Yeah, man, agreed. That temperature gradient goes down. Is that what you meant by 'Carnot engine efficiency'? Then it's again trying to apply a piece of physics where it's not applicable, and trying to reduce a complex systems to a single variable.
The way I see it, as far as reasoning goes, what you're doing is in the same category as the 'it's the sun, stupid' argument. It's learning some relatively simple but maybe obscure fact about some process, assuming that's all there is to know about it, and (mis)using this newly gained knowledge to prop up some pre-existing world view (which I think in this case is: climate scientists/IPCC are lying to children and/or being alarmist).
Climate scientists hate him. Use this one simple trick to quickly understand what professionals spend years to understand - is what I'm seeing.
The point is, reading a paper or a bunch is not sufficient, if one doesn't have the background to understand how it fits in the larger context of the relevant body of knowledge.
That's why we have experts - professional researchers working full time on understanding how this or that aspect of climate change works.
So if the experts tell me climate change contributed and will continue to contribute to Cali fires*, while Max tells me nuh-huh because he's got this silver bullet of a factoid, then I know which to believe.

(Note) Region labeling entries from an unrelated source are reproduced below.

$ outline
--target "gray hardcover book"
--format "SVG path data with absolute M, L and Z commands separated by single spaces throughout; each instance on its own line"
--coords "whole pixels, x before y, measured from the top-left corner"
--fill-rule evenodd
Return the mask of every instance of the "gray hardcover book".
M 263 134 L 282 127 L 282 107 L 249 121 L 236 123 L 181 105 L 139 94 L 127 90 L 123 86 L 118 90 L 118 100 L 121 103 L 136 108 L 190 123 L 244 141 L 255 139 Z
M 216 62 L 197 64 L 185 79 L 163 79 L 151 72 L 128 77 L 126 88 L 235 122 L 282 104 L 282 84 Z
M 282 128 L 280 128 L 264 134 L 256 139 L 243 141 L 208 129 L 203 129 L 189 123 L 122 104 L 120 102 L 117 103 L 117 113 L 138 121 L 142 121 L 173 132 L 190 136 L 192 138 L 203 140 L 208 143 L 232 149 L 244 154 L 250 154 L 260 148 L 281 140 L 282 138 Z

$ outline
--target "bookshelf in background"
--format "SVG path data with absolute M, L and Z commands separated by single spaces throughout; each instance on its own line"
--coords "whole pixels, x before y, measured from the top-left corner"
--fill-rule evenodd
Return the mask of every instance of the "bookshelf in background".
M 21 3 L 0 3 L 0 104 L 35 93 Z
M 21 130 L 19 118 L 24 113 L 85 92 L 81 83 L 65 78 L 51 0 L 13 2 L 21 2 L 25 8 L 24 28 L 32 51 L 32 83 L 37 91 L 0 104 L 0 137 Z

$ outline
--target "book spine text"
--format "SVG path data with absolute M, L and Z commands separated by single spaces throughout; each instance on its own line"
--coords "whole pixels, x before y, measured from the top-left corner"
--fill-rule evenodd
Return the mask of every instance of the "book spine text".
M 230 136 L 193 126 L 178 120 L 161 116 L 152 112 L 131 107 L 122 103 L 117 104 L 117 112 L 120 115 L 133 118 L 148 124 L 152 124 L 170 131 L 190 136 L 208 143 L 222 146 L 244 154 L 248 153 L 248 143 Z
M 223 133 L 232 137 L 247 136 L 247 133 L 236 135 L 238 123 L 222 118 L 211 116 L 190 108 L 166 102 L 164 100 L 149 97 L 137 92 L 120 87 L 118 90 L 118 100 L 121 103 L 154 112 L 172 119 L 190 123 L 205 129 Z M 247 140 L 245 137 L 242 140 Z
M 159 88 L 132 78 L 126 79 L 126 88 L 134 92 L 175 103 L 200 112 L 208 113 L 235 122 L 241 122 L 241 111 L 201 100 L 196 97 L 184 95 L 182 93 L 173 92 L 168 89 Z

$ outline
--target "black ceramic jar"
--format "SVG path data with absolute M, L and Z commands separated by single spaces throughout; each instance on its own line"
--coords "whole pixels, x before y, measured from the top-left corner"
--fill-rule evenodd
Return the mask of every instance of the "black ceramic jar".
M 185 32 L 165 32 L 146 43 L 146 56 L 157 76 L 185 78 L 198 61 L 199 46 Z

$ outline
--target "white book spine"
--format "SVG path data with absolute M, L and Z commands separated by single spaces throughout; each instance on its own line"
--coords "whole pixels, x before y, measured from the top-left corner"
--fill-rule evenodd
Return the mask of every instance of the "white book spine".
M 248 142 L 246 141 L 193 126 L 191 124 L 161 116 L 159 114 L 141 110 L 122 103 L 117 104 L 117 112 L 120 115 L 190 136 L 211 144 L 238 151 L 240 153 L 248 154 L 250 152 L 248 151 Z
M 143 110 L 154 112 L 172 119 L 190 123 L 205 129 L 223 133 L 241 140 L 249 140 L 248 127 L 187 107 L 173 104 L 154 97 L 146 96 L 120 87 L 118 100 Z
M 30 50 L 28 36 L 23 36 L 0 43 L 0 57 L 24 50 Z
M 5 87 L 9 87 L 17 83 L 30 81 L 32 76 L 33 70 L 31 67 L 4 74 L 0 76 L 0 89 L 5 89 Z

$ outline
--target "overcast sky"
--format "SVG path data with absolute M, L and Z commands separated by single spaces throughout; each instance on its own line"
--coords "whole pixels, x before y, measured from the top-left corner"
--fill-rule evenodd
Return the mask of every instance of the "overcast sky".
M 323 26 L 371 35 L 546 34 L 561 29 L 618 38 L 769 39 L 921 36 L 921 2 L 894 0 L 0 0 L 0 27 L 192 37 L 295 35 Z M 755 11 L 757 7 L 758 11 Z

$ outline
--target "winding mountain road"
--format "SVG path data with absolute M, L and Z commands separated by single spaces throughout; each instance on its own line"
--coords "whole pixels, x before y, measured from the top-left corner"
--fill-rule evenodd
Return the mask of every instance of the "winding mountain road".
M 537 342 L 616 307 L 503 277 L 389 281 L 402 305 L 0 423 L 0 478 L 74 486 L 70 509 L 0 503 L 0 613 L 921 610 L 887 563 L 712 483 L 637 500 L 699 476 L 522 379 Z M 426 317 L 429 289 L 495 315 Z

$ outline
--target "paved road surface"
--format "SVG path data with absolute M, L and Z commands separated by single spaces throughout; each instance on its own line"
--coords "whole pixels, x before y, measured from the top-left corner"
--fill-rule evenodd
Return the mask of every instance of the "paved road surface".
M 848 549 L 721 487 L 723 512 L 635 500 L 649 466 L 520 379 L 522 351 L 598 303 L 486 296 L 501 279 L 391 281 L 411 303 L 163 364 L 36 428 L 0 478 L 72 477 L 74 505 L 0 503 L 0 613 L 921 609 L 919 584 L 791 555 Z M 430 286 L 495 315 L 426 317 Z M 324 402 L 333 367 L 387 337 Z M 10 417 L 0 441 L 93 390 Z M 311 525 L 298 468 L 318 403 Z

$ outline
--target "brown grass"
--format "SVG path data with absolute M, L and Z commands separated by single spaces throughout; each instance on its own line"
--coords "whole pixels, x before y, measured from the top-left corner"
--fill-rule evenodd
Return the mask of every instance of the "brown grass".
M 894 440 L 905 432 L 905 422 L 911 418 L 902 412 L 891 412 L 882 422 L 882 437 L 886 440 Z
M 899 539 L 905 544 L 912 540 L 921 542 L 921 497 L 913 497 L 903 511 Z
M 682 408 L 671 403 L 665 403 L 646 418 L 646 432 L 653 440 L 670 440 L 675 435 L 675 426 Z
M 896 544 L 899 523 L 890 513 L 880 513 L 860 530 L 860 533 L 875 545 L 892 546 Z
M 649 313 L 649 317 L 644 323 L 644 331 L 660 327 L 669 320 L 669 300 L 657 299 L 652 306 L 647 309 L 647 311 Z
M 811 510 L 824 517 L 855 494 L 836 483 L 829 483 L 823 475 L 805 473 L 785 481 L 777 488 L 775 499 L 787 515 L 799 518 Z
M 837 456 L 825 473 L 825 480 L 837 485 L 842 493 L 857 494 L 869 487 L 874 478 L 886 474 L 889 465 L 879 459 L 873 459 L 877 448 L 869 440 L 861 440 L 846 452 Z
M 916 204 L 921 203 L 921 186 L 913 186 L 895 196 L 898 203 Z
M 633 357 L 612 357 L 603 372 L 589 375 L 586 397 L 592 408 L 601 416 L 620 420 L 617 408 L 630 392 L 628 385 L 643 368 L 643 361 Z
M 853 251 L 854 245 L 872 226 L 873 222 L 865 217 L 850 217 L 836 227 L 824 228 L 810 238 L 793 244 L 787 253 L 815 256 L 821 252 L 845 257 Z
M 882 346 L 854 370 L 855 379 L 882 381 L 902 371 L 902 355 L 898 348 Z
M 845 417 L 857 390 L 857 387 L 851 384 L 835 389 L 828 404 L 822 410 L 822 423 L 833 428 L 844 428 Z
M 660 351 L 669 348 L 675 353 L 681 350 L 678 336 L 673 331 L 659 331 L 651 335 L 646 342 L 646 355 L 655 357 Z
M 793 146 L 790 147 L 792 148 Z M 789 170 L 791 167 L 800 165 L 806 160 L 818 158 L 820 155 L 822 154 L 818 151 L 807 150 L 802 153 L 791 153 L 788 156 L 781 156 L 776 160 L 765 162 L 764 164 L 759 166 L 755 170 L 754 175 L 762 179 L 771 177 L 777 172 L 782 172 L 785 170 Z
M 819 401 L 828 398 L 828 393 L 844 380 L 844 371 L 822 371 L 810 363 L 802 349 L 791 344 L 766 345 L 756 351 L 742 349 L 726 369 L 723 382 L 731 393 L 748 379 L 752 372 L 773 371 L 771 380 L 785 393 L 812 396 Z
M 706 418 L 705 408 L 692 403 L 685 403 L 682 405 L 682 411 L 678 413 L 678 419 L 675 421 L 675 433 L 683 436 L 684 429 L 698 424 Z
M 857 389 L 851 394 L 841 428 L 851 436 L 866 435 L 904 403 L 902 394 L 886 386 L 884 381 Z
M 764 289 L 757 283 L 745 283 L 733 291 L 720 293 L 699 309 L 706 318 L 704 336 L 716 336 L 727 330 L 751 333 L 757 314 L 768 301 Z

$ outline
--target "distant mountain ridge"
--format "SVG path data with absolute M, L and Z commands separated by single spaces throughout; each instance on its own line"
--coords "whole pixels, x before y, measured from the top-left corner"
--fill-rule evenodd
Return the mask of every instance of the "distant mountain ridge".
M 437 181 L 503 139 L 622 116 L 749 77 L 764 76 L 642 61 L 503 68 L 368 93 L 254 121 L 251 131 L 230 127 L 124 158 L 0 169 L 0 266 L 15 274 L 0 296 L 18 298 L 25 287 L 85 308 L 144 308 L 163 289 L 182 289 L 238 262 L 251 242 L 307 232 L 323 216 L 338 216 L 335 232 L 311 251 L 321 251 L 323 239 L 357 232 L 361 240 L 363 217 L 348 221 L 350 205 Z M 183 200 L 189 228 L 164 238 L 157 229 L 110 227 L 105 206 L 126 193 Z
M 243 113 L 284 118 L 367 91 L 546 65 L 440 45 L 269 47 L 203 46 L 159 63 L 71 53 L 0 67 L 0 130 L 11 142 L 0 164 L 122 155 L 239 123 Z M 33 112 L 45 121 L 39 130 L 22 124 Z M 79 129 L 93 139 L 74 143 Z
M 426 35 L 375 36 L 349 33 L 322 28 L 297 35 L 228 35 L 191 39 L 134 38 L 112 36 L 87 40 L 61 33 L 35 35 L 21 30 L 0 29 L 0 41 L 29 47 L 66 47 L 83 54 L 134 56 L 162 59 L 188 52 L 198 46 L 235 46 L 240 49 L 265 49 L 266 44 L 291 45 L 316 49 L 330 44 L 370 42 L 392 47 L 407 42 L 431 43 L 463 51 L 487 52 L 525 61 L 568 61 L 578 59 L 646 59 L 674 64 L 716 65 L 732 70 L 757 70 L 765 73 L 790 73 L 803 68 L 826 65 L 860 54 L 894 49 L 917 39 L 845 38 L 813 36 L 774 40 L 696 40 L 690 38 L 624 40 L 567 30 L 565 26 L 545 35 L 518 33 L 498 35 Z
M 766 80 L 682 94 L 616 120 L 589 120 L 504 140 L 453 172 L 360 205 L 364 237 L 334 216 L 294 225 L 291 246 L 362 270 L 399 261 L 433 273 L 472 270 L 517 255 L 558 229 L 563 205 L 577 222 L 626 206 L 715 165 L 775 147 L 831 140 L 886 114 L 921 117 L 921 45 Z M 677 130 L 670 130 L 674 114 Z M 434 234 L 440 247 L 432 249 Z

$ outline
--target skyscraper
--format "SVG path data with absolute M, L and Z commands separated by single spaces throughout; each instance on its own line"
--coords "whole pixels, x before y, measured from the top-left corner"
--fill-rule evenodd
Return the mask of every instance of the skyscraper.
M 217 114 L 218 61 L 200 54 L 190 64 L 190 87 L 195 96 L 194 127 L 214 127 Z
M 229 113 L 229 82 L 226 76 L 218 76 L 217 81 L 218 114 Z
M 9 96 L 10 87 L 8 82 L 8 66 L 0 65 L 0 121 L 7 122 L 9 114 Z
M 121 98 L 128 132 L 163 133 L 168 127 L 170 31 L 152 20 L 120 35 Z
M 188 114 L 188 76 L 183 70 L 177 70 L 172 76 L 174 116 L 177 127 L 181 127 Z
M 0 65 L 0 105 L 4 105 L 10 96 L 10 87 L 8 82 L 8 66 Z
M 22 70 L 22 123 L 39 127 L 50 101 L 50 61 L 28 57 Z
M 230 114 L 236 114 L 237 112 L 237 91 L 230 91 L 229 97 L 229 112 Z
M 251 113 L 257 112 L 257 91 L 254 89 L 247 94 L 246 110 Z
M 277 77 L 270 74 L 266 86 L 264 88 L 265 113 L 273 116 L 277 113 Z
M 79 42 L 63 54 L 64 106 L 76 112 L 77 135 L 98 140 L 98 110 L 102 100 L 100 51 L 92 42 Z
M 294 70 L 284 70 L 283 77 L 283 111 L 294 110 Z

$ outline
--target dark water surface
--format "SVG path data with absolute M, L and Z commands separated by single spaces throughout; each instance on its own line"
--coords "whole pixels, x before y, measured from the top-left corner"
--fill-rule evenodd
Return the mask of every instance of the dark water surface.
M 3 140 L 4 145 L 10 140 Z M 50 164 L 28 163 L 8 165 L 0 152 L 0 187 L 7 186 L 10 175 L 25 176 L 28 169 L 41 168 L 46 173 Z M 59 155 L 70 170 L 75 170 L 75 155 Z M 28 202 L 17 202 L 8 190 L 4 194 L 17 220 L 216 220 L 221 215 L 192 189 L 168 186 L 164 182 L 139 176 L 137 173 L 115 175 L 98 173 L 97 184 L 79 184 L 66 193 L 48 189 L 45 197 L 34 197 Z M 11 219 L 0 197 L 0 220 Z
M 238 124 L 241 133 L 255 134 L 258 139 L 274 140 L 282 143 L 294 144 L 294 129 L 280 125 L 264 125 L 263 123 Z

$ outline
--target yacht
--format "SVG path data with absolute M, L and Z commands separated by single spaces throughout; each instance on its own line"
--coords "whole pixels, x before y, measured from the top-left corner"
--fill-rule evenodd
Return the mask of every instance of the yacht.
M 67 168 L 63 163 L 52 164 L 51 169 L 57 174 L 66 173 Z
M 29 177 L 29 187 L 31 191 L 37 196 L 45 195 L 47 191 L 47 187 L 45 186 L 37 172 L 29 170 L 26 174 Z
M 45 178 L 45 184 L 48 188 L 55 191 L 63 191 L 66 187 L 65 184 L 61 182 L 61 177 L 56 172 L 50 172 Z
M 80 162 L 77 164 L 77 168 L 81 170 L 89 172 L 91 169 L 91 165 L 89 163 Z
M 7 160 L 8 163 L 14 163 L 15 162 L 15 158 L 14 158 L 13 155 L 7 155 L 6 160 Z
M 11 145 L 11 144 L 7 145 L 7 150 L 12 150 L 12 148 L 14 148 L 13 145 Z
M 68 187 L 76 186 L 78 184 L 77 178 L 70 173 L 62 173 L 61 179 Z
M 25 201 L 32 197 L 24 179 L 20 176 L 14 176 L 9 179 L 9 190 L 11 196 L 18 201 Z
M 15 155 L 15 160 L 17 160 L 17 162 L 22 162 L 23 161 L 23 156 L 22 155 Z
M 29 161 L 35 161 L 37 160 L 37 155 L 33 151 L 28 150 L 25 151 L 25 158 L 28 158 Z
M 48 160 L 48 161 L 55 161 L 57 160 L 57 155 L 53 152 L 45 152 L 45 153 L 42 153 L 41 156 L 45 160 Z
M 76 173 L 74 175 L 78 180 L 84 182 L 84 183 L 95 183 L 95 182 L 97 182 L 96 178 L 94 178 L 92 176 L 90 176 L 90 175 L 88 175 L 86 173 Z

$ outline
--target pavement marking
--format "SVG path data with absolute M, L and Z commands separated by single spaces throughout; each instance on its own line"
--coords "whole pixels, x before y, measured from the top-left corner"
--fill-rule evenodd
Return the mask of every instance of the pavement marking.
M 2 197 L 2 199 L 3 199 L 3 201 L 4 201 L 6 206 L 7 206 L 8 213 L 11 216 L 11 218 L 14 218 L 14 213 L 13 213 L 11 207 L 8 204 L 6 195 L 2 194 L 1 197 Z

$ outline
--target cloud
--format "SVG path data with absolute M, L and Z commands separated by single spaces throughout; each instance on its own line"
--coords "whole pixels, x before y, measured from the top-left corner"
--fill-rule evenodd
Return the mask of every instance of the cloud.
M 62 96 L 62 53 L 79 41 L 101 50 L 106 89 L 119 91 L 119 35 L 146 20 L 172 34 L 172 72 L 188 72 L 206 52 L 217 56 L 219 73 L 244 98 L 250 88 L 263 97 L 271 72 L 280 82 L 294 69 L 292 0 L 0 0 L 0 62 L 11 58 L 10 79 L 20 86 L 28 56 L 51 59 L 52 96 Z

*and they do. Here are the sources I got from just one article on the subject, discussing some (all?) of the CC-related contributing factors, published by a (non-English) public outreach
website for climate science:
Extremely low precipitation in California this seasonIncreasing precipitation volatility in twenty-first-century CaliforniaClimate change projected fire weather sensitivity: California Santa Ana wind occurrenceProjected changes in persistent extreme summer weather events: The role of quasi-resonant amplificationImpact of anthropogenic climate change on wildfire across western US forestsI'm not actually suggesting anyone needs to read that. Rather, find a similar English-language public outreach project, led by actual climate scientists, that puts such research into digestible context. Because that's invariably going to be a better source than yours or mine shallow understanding.